Well, perhaps there is a reason for this code to exist after all. Tim eventually turned this snippet of code into a benchmarking exercise -- The Wide Finder Project.
It's a classic example of the culture, born in Awk, perfected in Perl, of getting useful work done by combining regular expressions and hash tables. I want to figure out how to write an equivalent program that runs fast on modern CPUs with low clock rates but many cores; this is the Wide Finder project.
A noble experiment, indeed. The benchmarks were performed on the following hardware:
- Sun T5120
- 8 UltraSPARC T2 CPU cores @ 1.4 GHz
- 64 GB RAM
The input data is as follows:
- The complete set of Tim's web logfiles from March 2007
- 926 MB
- 4,625,236 lines
The results are sort of.. well, all over the map. I'll summarize with the worst and best scores for each language:
Slowest | Fastest | |
Perl | 44.29 | 1.51 |
Erlang | 37.58 | 3.54 |
Python | 41.04 | 4.38 |
OCaml | 49.69 | 14.64 |
Ruby | 1:43.71 | 50.16 |
I'm simplifying quite a bit here, and omitting languages with only one submission, so do head over to the actual results page for more detail.
While you're there, I also suggest reading Tim's analysis of the results, wherein he argues that some of the code optimizations that "won" the benchmarks should be automatic and nearly transparent to the programmer. He proposes that, in a perfect world, a one-character change to the original Ruby program would be all it takes to enable all the necessary multicore optimizations:
ARGF.each_line* do |line|
I heartily agree. Personally, I think that's the most important result from the Wide Finder Experiment. When it comes to multicore performance, choice of language is no silver bullet. How else can we explain the massive disparity between the fastest and slowest versions of the code in each language?
As experiments go, Wide Finder was a reasonably successful one, if somewhat incomplete and perhaps too small. Tim has addressed both of those criticisms and rebooted with The Wide Finder 2 Project. It's bigger, badder, and brawnier, but the goal remains the same:
The problem is that lots of simple basic data-processing operations, in my case a simple Ruby script, run like crap on modern many-core processors. Since the whole world is heading in the slower/many-core direction, this is an unsatisfactory situation.If you look at the results from last time, it's obvious that there are solutions, but the ones we've seen so far impose an awful complexity cost on the programmer. The holy grail would be something that maximizes ratio of performance increase per core over programmer effort. My view: Anything that requires more than twice as much source code to take advantage of many-core is highly suspect.

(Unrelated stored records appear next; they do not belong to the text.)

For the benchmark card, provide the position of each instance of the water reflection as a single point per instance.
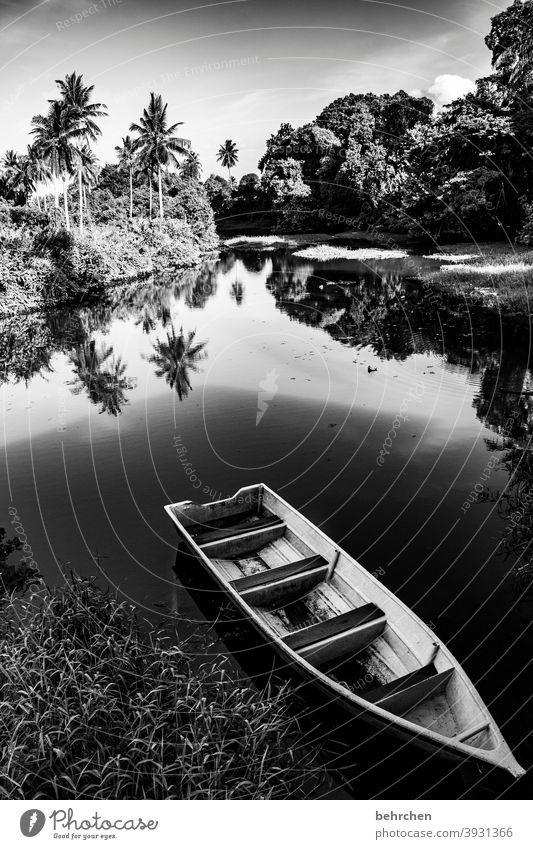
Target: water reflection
(103, 380)
(380, 308)
(176, 357)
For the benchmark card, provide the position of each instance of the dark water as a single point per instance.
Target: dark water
(266, 367)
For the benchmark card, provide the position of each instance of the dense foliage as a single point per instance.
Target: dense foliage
(391, 162)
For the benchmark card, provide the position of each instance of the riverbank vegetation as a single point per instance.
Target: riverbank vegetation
(93, 706)
(390, 162)
(69, 228)
(497, 277)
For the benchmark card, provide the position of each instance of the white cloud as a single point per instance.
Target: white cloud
(449, 87)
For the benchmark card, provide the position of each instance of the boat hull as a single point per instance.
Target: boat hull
(422, 738)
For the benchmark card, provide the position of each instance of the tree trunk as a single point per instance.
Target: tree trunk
(161, 213)
(65, 202)
(80, 190)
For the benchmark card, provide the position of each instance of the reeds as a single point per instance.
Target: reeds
(501, 281)
(91, 707)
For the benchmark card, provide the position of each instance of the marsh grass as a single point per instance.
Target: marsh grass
(502, 281)
(92, 707)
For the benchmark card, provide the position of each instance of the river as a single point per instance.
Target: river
(379, 408)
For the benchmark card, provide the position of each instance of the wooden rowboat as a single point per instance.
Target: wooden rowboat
(334, 621)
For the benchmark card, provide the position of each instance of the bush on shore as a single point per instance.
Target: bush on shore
(43, 264)
(93, 708)
(501, 280)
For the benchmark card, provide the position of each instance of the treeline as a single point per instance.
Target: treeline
(390, 161)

Check the Wide Finder 2 Project Wiki for all the key details. The naive Ruby implementation currently takes 25 hours -- yes, hours -- to complete. Some clever programmers have already beaten this result by almost two orders of magnitude, per the results wiki page.
Wide Finder isn't a perfect experiment, but it is a relatively simple, easily understandable summary of the problems facing all of tomorrow's software developers in the coming massively multicore world. Can you do better on the time without exploding either the code size, the code complexity, or the average programmer's head?